Updated: Oct 11,2015 4:13 PM     english.gov.cn

Gao Junping’s dream is to have Premier Li Keqiang visit his new home in North China’s Inner Mongolia autonomous region after the 58-year-old retired worker and his family waved goodbye to the shantytown he visited three years ago.

Li, then vice-premier, visited Gao’s shanty home on Feb 3, 2013. For more than 50 years Gao and his family lived in a home covering about 20 square meters, and he never thought he would ever move into a new house away from the area that was home to about 124,000 people who lived similarly to him.

When at Gao’s house, he said the government was speeding up shantytown renovation, and hoped they could move and enjoy a better quality of life.

He also said that for families in the shanty towns, housing is the top priority, so renovation must be speeded up.

Four months after the Premier’s second visit last year, the local government began work in the shanty areas and moved the first batch of families into new houses. Gao and his family moved to their new house less a year after Premier Li’s second visit.

The Premier’s efforts to renovate shanty towns has achieved results, as by last year the government has renovated about 20.8 million shanty houses and 15.65 million dangerous homes in rural areas.

Gao is not the only one to have benefited from the country’s shantytown renovation projects. Li Zhongyi, 77, from Tianjin has also moved to her new house from the shantytown where she lived for more than half a century.

The Premier promised her a new house with a kitchen, washroom and heating when visiting on Dec 27, 2013. As there was little room in her home he sat on her bed where he asked about local people’s living conditions, later visiting other inhabitants.

The Premier told villagers that “the Party and government will not let you live in such conditions within a big city”. He went on to say that “the coexistence of high buildings and shantytown dwellers should not be allowed. Everyone has the right to live in a new house and of leading a better life”.

Renovation work started three days after the Premier’s visit. In September, 2014 when he visited again, Li Zhongyi was selecting her new house with several neighbors.

Shantytown renovation has been uppermost in Premier Li’s mind since his days as vice premier and later premier and probably relates to his experiences when he worked in Liaoning.

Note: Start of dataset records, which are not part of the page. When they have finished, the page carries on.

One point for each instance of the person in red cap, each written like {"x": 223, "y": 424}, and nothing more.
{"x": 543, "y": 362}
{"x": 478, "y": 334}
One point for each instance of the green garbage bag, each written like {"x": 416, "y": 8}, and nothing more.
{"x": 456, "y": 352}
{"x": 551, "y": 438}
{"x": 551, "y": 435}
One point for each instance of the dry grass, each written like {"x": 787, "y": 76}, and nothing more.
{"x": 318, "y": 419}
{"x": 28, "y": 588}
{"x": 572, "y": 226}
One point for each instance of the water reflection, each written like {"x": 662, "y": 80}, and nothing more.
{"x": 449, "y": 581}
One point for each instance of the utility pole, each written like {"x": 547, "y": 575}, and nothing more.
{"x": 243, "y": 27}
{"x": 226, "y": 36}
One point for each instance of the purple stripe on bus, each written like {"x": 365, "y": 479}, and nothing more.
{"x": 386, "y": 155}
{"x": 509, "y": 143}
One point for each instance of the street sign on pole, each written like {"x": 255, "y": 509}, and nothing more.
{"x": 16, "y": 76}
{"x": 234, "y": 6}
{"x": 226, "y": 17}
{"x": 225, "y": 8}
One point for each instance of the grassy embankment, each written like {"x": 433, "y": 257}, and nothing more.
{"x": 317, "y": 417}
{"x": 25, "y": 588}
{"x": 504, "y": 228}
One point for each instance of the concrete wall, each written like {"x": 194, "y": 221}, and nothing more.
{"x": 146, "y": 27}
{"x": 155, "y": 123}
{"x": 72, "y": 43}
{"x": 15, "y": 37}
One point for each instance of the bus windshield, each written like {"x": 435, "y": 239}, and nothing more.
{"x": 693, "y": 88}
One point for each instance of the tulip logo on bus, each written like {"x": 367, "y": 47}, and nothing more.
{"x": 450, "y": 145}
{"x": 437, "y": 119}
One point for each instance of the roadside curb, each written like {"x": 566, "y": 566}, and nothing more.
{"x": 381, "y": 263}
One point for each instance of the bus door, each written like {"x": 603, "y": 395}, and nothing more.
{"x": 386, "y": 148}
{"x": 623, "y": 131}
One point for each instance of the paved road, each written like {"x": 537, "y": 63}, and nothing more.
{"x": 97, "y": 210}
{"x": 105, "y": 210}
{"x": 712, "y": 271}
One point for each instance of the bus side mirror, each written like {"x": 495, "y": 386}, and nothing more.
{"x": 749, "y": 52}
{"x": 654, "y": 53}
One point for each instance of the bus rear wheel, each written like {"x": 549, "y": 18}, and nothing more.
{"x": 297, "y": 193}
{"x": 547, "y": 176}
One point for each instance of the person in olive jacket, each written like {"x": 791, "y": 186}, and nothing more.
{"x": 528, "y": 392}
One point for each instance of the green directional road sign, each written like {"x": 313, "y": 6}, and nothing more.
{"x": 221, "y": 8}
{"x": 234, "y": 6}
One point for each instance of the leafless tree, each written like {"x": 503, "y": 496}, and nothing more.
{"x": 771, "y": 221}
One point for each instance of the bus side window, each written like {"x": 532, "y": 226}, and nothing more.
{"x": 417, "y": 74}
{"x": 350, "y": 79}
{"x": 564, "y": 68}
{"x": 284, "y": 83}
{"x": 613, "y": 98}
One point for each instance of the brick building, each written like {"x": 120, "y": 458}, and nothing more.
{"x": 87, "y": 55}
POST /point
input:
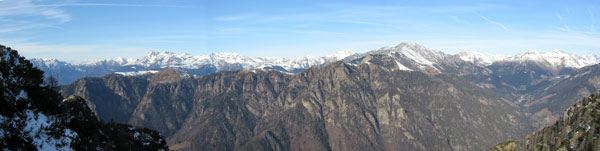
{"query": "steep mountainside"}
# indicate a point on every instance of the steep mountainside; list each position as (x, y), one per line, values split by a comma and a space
(578, 129)
(33, 116)
(367, 104)
(201, 65)
(548, 104)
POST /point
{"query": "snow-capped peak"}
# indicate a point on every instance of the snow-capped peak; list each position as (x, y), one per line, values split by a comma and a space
(479, 58)
(341, 54)
(413, 56)
(226, 61)
(554, 58)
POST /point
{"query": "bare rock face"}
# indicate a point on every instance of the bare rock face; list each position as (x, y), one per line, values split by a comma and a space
(34, 116)
(578, 129)
(370, 105)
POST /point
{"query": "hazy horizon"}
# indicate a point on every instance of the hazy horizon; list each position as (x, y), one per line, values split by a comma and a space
(83, 31)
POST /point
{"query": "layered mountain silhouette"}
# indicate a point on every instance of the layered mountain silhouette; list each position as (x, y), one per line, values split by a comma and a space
(578, 129)
(406, 97)
(34, 116)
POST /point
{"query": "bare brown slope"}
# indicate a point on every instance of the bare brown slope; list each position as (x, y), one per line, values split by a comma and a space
(337, 107)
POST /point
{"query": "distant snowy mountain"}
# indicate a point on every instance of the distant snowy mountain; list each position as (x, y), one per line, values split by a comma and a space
(554, 59)
(200, 65)
(414, 57)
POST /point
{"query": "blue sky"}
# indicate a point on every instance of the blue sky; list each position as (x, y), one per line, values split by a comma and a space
(82, 31)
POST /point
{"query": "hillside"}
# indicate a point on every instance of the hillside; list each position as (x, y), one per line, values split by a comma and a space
(368, 105)
(578, 129)
(34, 116)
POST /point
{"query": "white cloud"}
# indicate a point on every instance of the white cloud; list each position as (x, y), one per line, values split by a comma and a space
(558, 16)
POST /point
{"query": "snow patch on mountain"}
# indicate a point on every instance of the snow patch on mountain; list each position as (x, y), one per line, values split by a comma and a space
(37, 124)
(555, 58)
(136, 73)
(222, 60)
(479, 58)
(410, 56)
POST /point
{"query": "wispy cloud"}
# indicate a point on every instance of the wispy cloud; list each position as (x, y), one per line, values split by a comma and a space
(456, 19)
(236, 17)
(465, 8)
(558, 16)
(593, 19)
(29, 14)
(495, 23)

On Dec 26, 2004, after taking office as secretary of the Liaoning Provincial Committee of the Communist Party of China, he visited Modigou, the most remote and poorest area in Fushun, Liaoning province.

He went to the home of two elderly people in a temperature of 30 degrees below zero, finding that cold wind was blowing into the house through cracks in the walls and water had turned into ice.

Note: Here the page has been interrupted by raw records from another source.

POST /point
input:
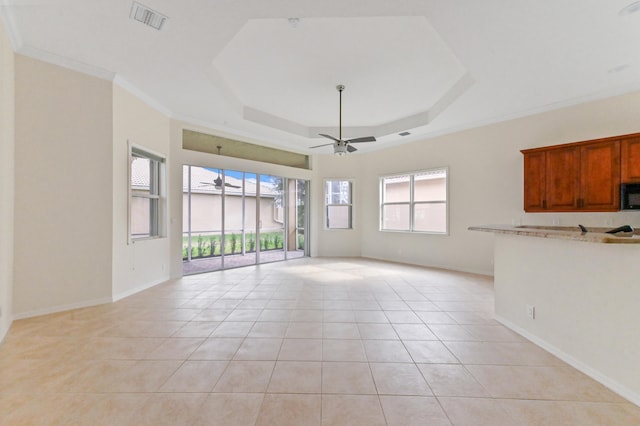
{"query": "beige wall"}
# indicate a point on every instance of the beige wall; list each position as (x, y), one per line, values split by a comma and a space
(337, 242)
(63, 185)
(586, 303)
(7, 182)
(145, 262)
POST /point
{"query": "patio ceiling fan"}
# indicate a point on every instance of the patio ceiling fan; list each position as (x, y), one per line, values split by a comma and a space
(342, 146)
(217, 182)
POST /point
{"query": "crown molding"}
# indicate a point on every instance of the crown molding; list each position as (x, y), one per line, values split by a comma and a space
(143, 96)
(10, 27)
(65, 62)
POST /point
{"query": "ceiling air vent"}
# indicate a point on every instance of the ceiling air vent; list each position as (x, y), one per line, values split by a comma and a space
(147, 16)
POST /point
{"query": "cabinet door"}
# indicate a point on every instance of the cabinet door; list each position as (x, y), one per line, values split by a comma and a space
(630, 157)
(600, 176)
(534, 181)
(563, 178)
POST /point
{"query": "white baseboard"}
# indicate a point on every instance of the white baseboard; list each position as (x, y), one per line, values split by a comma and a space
(61, 308)
(607, 381)
(137, 289)
(4, 331)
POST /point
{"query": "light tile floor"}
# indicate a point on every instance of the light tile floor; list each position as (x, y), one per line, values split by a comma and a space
(306, 342)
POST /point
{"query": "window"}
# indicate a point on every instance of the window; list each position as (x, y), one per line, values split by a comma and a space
(337, 196)
(146, 179)
(414, 202)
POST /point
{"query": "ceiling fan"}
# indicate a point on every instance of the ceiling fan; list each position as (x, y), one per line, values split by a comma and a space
(217, 182)
(342, 146)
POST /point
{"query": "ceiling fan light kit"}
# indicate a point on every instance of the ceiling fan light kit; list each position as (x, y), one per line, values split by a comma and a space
(341, 146)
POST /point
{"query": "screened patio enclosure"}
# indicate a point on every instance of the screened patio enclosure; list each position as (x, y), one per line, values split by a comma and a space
(234, 218)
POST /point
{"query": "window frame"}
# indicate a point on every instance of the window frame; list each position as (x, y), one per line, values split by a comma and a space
(156, 193)
(327, 205)
(412, 203)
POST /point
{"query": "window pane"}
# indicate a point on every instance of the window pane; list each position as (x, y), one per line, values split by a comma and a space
(339, 217)
(140, 217)
(145, 207)
(430, 186)
(140, 174)
(396, 189)
(395, 217)
(431, 217)
(338, 192)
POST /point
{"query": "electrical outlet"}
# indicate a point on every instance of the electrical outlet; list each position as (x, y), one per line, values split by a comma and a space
(531, 311)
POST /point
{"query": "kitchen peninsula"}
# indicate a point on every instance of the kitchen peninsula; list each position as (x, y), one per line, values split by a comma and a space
(576, 294)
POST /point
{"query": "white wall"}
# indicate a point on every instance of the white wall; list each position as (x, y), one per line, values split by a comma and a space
(7, 147)
(63, 186)
(142, 263)
(485, 182)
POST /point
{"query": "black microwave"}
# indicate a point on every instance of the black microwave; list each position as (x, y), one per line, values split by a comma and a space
(630, 196)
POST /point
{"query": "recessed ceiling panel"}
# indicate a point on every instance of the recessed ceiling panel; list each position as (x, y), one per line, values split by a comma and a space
(290, 69)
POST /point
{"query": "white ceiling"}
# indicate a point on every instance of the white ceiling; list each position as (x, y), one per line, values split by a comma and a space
(425, 66)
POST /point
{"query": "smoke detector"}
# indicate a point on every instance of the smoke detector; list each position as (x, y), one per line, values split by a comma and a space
(147, 16)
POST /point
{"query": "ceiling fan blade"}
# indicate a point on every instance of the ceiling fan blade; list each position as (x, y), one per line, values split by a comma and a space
(318, 146)
(329, 137)
(363, 139)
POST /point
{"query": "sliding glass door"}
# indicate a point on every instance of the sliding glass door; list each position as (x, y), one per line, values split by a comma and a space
(234, 218)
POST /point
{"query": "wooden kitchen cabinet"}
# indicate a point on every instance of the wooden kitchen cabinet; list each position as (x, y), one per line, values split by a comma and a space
(630, 159)
(582, 176)
(600, 176)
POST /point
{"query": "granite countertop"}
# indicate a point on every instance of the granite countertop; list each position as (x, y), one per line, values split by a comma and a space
(595, 235)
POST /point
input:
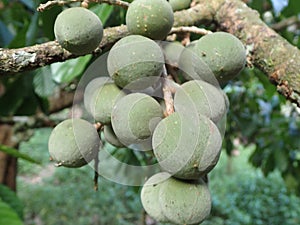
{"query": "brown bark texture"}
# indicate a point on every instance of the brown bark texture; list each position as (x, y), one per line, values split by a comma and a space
(267, 50)
(8, 164)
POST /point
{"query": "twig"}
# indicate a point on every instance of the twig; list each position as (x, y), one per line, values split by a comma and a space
(191, 29)
(120, 3)
(99, 127)
(96, 174)
(285, 23)
(167, 90)
(50, 4)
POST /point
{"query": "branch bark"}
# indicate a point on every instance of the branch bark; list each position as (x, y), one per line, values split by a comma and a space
(268, 51)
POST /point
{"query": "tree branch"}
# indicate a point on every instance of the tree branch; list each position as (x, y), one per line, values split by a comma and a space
(268, 51)
(18, 60)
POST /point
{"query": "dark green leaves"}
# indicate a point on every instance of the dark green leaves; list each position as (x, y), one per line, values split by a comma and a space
(14, 152)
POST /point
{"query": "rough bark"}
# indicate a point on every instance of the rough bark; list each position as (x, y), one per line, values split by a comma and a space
(268, 51)
(8, 164)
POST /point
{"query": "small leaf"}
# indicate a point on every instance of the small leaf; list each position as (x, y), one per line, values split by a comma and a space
(14, 152)
(5, 35)
(8, 216)
(10, 197)
(44, 86)
(65, 72)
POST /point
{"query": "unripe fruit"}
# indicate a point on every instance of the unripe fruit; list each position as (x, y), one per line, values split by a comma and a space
(179, 4)
(90, 89)
(172, 51)
(134, 118)
(111, 137)
(194, 67)
(202, 97)
(103, 100)
(150, 196)
(135, 62)
(153, 19)
(78, 30)
(73, 143)
(186, 145)
(183, 202)
(223, 53)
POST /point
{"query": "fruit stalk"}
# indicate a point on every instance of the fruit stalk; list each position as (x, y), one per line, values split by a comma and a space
(167, 92)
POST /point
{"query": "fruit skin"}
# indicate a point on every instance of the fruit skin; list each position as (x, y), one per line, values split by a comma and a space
(150, 196)
(111, 137)
(203, 97)
(73, 143)
(135, 62)
(103, 100)
(183, 202)
(172, 51)
(90, 89)
(153, 19)
(134, 118)
(223, 53)
(78, 30)
(193, 67)
(179, 4)
(187, 146)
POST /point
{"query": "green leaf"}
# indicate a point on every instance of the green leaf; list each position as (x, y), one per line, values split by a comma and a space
(14, 152)
(8, 216)
(5, 35)
(44, 86)
(10, 197)
(103, 11)
(65, 72)
(17, 90)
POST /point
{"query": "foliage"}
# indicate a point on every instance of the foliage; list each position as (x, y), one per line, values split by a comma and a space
(241, 194)
(67, 197)
(10, 198)
(16, 153)
(245, 196)
(257, 120)
(11, 207)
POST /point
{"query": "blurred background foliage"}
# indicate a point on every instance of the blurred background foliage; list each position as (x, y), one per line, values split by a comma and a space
(256, 182)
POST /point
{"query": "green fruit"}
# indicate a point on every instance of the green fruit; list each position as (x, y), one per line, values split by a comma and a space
(223, 53)
(135, 62)
(134, 118)
(179, 4)
(202, 97)
(150, 196)
(153, 19)
(186, 145)
(78, 30)
(184, 203)
(111, 137)
(94, 85)
(73, 143)
(103, 100)
(172, 51)
(194, 67)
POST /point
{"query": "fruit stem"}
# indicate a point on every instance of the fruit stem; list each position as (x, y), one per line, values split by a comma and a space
(167, 92)
(50, 4)
(191, 29)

Witnessing the abject living conditions of shantytown residents he promised to make every effort to move them out.

Four days later, during the eighth plenary session of the ninth CPC Liaoning Provincial Committee, renovation was listed as the ‘No 1 livelihood project’ of the province, heralding the start of the renovation project.

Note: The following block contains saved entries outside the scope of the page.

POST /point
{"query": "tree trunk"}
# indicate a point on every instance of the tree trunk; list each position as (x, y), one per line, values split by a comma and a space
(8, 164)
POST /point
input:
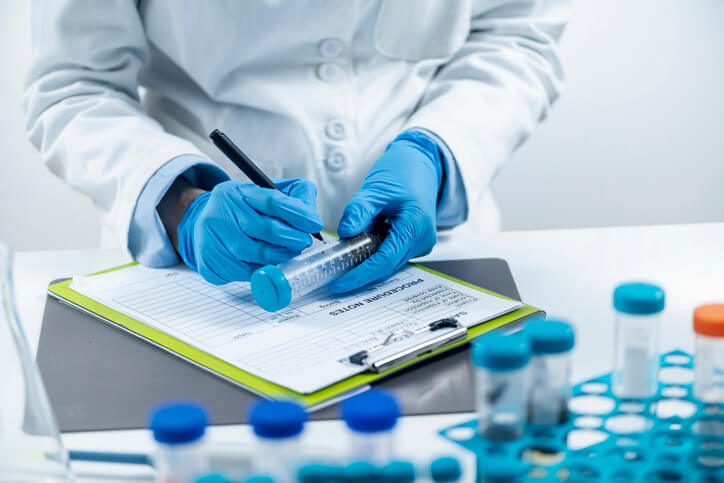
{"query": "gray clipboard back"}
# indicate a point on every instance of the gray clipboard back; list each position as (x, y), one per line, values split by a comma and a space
(101, 378)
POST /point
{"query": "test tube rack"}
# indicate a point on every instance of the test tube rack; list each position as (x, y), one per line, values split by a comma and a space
(670, 437)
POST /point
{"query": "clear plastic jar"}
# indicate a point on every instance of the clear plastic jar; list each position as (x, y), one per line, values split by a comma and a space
(636, 357)
(278, 426)
(371, 418)
(551, 342)
(178, 428)
(709, 357)
(501, 384)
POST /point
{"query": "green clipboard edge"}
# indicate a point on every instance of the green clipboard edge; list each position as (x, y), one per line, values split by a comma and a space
(214, 364)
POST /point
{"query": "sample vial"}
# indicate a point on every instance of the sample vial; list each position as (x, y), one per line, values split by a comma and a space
(275, 286)
(709, 357)
(551, 342)
(178, 428)
(371, 418)
(636, 358)
(277, 425)
(501, 384)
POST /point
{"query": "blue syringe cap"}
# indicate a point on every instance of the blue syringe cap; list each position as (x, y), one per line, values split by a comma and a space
(550, 336)
(270, 288)
(277, 419)
(446, 469)
(497, 352)
(398, 472)
(178, 422)
(638, 298)
(371, 412)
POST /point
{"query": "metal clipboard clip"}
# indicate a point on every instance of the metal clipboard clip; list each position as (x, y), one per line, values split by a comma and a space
(363, 357)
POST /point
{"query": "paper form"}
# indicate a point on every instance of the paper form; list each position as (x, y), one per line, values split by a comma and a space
(303, 347)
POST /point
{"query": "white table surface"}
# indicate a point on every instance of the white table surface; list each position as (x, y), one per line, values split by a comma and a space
(568, 273)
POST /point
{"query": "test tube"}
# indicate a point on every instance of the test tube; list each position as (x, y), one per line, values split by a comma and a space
(178, 428)
(551, 342)
(636, 359)
(371, 418)
(501, 384)
(275, 286)
(278, 425)
(709, 357)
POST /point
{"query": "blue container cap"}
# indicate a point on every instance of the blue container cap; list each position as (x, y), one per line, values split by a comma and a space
(212, 478)
(277, 419)
(446, 469)
(638, 298)
(398, 472)
(259, 479)
(178, 422)
(498, 352)
(502, 469)
(371, 412)
(270, 288)
(550, 336)
(319, 473)
(360, 472)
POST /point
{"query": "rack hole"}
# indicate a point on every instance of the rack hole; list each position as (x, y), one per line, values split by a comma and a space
(631, 407)
(594, 388)
(583, 438)
(674, 391)
(676, 375)
(628, 424)
(462, 433)
(542, 455)
(591, 404)
(677, 359)
(588, 422)
(670, 408)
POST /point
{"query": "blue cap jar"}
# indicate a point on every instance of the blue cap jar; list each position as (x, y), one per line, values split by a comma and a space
(372, 411)
(277, 419)
(550, 336)
(178, 422)
(499, 353)
(638, 298)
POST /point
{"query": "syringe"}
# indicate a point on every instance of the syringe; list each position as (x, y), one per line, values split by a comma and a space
(275, 286)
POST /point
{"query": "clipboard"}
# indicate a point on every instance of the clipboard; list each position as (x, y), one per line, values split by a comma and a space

At a State Council executive meeting in this June, the Premier said that from 2015 to 2017, the government will renovate 18 million homes in shanty towns, including dangerous houses and villages in cities, and 10.6 million dangerous houses in rural areas.

“There are still about 100 million people living in urban shantytown areas, and many of them in old houses, and China will continuously promote shantytown renovation”, said Li at the Davos Forum in Tianjin in September.

The Premier also said shanty towns are scars on a city and that there are many such areas nationwide, but with persistent efforts the scars will finally be healed.